Brad DeLong writes writes in favor of federal investment in equity markets in the context of various Social Security privatization proposals. After demolishing some really bad ideas, he says,
I would rather see this forced equity savings done not through private accounts but through allowing the Secretary of the Treasury to invest the Trust Fund in equities. I would rather see this done by the Treasury Secretary for three reasons: (1) if I'm wrong, then there's no great harm, while there is great harm if you cut people's benefits assuming expected stock returns will be high and they aren't; (2) there's still a lot of risk out there, and the government is better-positioned to bear that risk than individuals; (3) offer individuals the opportunity to do so and they will churn their investments, buying high and selling low. The only reason to use private accounts for this forced equity savings is the fear that having the Secretary of the Treasury control a lot of equities will magnify our corporate oversight and control problems, and I don't see this is a first-order problem.
Although attractive in the abstract, the idea that the government might try to invest in equities and thus directly enjoy some of the fruits of the very capitalism it creates a safe environment for (rather than just benefitting indirectly via taxes) is, I think, much more fraught than the economic mind instinctively recognizes. While I'd be happy if we could make it work, I don't think we are up to it in practice (and I'm certain the Bush administration is not up to it!): the problems that need surmounting are much worse than Brad suspects, and are much worse then just “magnify[ing] our corporate oversight and control problems,” although who votes the government's shares and according to what policy is no small problem.
No, the first-order problem isn't that having the feds control a lot of equities will magnify existing corporate oversight and control problems. It's that the way in which the feds choose what to hold and sell will create huge new problems.
Start with the buying end. Buying will either be mechanistic, delegated, or discretionary. If it is mechanistic, we have the wrangle over the formula, which then distorts markets unless the formula is to buy a basket consisting of the entire stock market (even this, arguably, has secondary effects on the bond market, but let's not go there).
In fact, this is the only buy/sell formula that doesn't create huge problems right off: have the feds buy a basket that represents all the shares in a multiplicity of exchanges (not just the big ones). But this isn't easy to do, especially for small-cap stocks, without distorting markets. Even here, though, a mechanistic sell policy may have some undesirable depressive effects at inconvenient times driven by demography. And while it's arguable that similar selling would be happening anyway if the funds had been in private pension funds, that may be the wrong comparison, since the funds might otherwise come out of general tax revenue, and thus spread the effects beyond the stock market.

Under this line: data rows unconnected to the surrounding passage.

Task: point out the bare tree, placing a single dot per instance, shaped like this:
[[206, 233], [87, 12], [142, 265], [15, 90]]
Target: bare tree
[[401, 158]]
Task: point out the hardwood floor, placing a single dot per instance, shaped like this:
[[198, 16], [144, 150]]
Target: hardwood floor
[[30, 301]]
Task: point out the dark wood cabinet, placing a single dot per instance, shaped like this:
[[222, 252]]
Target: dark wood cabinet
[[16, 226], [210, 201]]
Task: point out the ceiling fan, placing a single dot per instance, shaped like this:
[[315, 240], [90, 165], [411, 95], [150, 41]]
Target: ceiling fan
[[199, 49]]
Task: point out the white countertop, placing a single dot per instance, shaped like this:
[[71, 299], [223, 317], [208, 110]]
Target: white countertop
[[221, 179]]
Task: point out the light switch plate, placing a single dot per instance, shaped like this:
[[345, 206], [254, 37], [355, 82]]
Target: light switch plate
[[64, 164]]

If the feds use any formula other than whole-market, it becomes very distortionary given the sums involved. For example, if the feds just buy the S&P 500, or even just a NYSE basket, the effect of being listed in that group or that one among competing exchanges (or, worse, de-listed) is substantially magnified because it comes with an investor who can be relied upon not to sell based on market shifts, and whose buying and selling generally is predictable. Not to mention that the biggest equity gains may well be in the stocks that are not in the S&P 500 or the NYSE (think, for example, NASDAC).
If buying is delegated to fund managers, they become incredibly powerful and lack the sort of checks on performance that would be needed since the government is highly unlikely to exit an under-performing fund. I suppose one could in theory create some performance-related pay for the managers that might substitute for market discipline, but there is no real chance that politics would allow the feds to create a performance pay scheme that would have the right sort of long-term incentives. (Again, imagine the Bush administration writing the rules here…)
If the feds themselves have any discretion as to what to buy, we're in for even worse crony capitalism than we have now, with a dash of 'lemon socialism'. Imagine if campaign contributions might, or even are thought to maybe, have a chance of turning the feds into a buyer of your shares. At this point, having the Bush administration in charge is just a nightmare. And imagine the pressure to have the government buy into 'critical industries' or key local employers to prop them up or protect them from foreign takeover. (It may be that the new TRIPS and GATT regimes protect against this somewhat; it's been a very long time since I looked.) And try re-telling the Lockhead or Chrysler stories if the government has an equity buying scheme.
It's even worse on the sell side. If the formula for selling shares is anything but mechanistic, then a government sell decision will be seen as a massive vote of no-confidence. [Side issue: can the government use its information about the economy to decide what to buy and sell? Or rather, what information is it allowed to use generally?]
Then there are the macro issues: just imagine the times when Congress and local pols will be pressing the feds to buy or sell as an aspect of counter-cyclical policy…
So while it makes sense in the abstract to have the government be a direct holder of equities, the details are just swarming with devils, demons, pitfalls, and mixed metaphors.